Kate s'amusait de voir le visage de Rick arborer une telle expression de sérénité et de maîtrise totale.

- Elle a presque 3 ans Rick… elle est grande et elle est adorable, lui dit-elle doucement en l'observant parader devant elle.

- Tu sous-entends que notre bébé ne le sera pas ? demanda-t-il en souriant

- Je dis juste que s'il tient de toi, j'ai du souci à me faire… le taquina-t-elle

- Ce n'est pas très sympa de me dire ça, Mme Castle, lui dit-il faussement vexé

- A vrai dire, je ne m'en fais pas vraiment … Je gère le père, je devrais savoir gérer le fils … ou la fille, continua-t-elle, s'aventurant davantage dans la plaisanterie.

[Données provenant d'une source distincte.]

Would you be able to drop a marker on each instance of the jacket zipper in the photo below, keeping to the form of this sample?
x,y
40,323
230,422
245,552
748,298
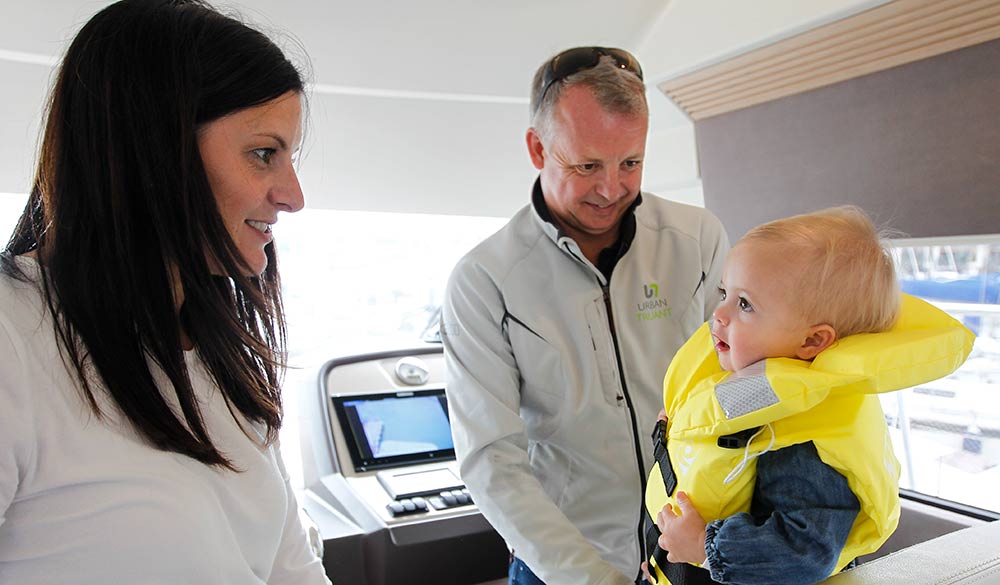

En réponse, il s'approcha d'elle sans qu'elle ne s'y attende, et l'embrassa amoureusement, glissa une main sur son cou, et l'autre, sur sa cuisse. Le baiser se voulait profond et la surprise passée, Kate se délectait de la sensation des lèvres de son mari, et de sa fougue qui l'engageait inéluctablement vers une guerre des sens, langue contre langue.

Au bout de quelques secondes, ils se séparèrent, sourires aux lèvres, maintenant le contact, front contre front.

- C'était pour quoi ça babe ? murmura-t-elle

- Pour l'envie, pour le désir de tes lèvres, pour le besoin… et parce que tu as été parfaite ce soir, répondit-il

- Ah oui ? Parfaite hein ? Kate était émue de voir son mari si sentimental, si fière d'elle.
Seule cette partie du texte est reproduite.